In [None]:
import numpy as np
import torch
import matplotlib.pyplot as plt
import torch.nn as nn
import torch.nn.functional as F
import torch.optim as optim
from tqdm.notebook import tqdm
from torchsummary import summary
from sklearn.model_selection import train_test_split
from sklearn.metrics import precision_score, recall_score, f1_score
import pandas as pd

In [None]:
# import labels for gudhi shapes
gudhi_shape_labels = np.genfromtxt('../FiltrationsForGNNs/Gudhi Shape Dataset/shape_labels.csv', delimiter=',', skip_header=1)
gudhi_shape_labels = gudhi_shape_labels.astype(int)[:,2]
print(len(gudhi_shape_labels))

[1 1 1 ... 0 0 0]


2000

In [None]:
num_samples = 2000 # currently set to full dataset

# Generate random indices
random_indices = np.random.choice(len(gudhi_shape_labels), size=num_samples, replace=False)
base = '../FiltrationsForGNNs/Gudhi Shape Dataset/'
# Select the corresponding data and labels
gudhi_laplacians = []
gudhi_vr_persistence_images = []
gudhi_abstract_persistence_images = []
gudhi_selected_labels = []

for i in random_indices:
    gudhi_laplacians.append(np.genfromtxt(f'{base}/shape_{i}_laplacian.csv', delimiter=',', skip_header=0))
    gudhi_vr_persistence_images.append(np.genfromtxt(f'{base}/shape_{i}_vr_persistence_image.csv', delimiter=',', skip_header=0))
    gudhi_abstract_persistence_images.append(np.genfromtxt(f'{base}/shape_{i}_abstract_persistence_image.csv', delimiter=',', skip_header=0))
    gudhi_selected_labels.append(gudhi_shape_labels[i])

# Convert selected labels to NumPy array
gudhi_selected_labels = np.array(gudhi_selected_labels)

# Print a summary
print(f"Randomly selected {num_samples} samples.")
print(f"Shape of laplacians: {np.array(gudhi_laplacians).shape}")
print(f"Shape of VR persistence images: {np.array(gudhi_vr_persistence_images).shape}")
print(f"Shape of abstract persistence images: {np.array(gudhi_abstract_persistence_images).shape}")
print(f"Shape of selected labels: {gudhi_selected_labels.shape}")

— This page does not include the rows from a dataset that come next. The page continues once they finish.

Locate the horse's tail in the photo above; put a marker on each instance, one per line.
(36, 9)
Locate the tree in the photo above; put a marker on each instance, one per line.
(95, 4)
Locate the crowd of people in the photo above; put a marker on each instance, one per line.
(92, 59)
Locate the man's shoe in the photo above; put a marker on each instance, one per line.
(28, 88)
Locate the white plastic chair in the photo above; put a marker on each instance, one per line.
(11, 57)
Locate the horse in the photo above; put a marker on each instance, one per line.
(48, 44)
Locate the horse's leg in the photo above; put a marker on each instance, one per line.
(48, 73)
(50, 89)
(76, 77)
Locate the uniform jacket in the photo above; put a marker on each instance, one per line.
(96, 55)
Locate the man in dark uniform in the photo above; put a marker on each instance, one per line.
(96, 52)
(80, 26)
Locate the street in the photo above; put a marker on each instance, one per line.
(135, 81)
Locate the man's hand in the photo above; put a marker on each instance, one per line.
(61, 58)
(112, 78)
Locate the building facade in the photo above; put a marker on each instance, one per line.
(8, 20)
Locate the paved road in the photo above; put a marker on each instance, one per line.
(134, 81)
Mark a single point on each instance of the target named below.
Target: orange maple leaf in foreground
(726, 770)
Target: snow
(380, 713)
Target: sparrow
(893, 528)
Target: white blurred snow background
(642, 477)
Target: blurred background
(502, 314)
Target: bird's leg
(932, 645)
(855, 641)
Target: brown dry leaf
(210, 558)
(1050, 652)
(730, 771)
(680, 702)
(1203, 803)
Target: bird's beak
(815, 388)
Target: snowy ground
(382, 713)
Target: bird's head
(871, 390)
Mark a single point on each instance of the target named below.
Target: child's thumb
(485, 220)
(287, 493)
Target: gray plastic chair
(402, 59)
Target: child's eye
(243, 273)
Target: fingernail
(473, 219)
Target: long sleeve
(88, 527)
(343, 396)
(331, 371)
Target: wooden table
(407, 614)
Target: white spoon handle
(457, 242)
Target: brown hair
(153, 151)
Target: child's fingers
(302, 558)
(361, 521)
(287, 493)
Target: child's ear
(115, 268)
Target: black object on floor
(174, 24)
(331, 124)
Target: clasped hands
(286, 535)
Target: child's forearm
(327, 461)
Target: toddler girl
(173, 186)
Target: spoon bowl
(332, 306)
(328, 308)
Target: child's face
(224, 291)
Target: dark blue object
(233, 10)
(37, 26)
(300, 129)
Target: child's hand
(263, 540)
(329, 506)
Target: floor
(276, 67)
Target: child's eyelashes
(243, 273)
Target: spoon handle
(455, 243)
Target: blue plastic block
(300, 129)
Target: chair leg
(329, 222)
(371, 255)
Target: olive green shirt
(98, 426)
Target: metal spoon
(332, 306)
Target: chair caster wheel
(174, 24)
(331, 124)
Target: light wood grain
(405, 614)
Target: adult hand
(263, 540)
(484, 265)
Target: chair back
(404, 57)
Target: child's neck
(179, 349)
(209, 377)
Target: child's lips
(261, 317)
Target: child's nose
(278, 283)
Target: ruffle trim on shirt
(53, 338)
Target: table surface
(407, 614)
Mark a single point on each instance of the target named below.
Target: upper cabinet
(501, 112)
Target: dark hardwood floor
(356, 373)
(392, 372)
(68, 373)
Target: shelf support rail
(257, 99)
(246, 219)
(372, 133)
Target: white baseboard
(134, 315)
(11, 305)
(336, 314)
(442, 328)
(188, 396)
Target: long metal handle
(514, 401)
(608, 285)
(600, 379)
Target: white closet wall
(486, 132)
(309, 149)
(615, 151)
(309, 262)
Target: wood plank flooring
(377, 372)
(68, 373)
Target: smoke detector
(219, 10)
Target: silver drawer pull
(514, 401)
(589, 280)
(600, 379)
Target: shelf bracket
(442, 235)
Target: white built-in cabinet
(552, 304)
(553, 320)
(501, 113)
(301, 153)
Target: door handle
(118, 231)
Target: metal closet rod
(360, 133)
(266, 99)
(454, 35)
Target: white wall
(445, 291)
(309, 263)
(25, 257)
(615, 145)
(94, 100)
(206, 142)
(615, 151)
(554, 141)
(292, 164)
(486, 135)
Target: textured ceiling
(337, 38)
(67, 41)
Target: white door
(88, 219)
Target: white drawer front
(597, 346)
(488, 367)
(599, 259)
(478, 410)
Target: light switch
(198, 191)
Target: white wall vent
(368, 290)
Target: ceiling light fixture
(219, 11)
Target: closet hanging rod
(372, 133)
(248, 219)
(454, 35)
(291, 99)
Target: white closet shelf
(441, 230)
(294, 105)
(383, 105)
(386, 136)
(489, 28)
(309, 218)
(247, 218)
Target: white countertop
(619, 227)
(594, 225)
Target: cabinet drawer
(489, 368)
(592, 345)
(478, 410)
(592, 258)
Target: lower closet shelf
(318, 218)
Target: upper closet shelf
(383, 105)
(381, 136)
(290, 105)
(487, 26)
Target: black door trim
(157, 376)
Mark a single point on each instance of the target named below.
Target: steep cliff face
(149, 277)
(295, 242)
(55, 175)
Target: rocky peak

Randomly selected 200 samples.
Shape of laplacians: (200, 1000, 1000)
Shape of VR persistence images: (200, 100, 100)
Shape of abstract persistence images: (200, 100, 100)
Shape of selected labels: (200,)


In [None]:
# import labels for medical shapes
medical_shape_labels = np.genfromtxt('../FiltrationsForGNNs/Medical Dataset/shape_labels.csv', delimiter=',', skip_header=1)
medical_shape_labels = medical_shape_labels.astype(int)[:,2]
print(len(medical_shape_labels))

In [None]:
num_samples = 162 # currently set to full dataset

# Generate random indices
random_indices = np.random.choice(len(medical_shape_labels), size=num_samples, replace=False)
base = '../FiltrationsForGNNs/Medical Dataset/'
# Select the corresponding data and labels
medical_laplacians = []
medical_vr_persistence_images = []
medical_abstract_persistence_images = []
medical_selected_labels = []

for i in random_indices:
    medical_laplacians.append(np.genfromtxt(f'{base}/shape_{i}_laplacian.csv', delimiter=',', skip_header=0))
    medical_vr_persistence_images.append(np.genfromtxt(f'{base}/shape_{i}_vr_persistence_image.csv', delimiter=',', skip_header=0))
    medical_abstract_persistence_images.append(np.genfromtxt(f'{base}/shape_{i}_abstract_persistence_image.csv', delimiter=',', skip_header=0))
    medical_selected_labels.append(medical_shape_labels[i])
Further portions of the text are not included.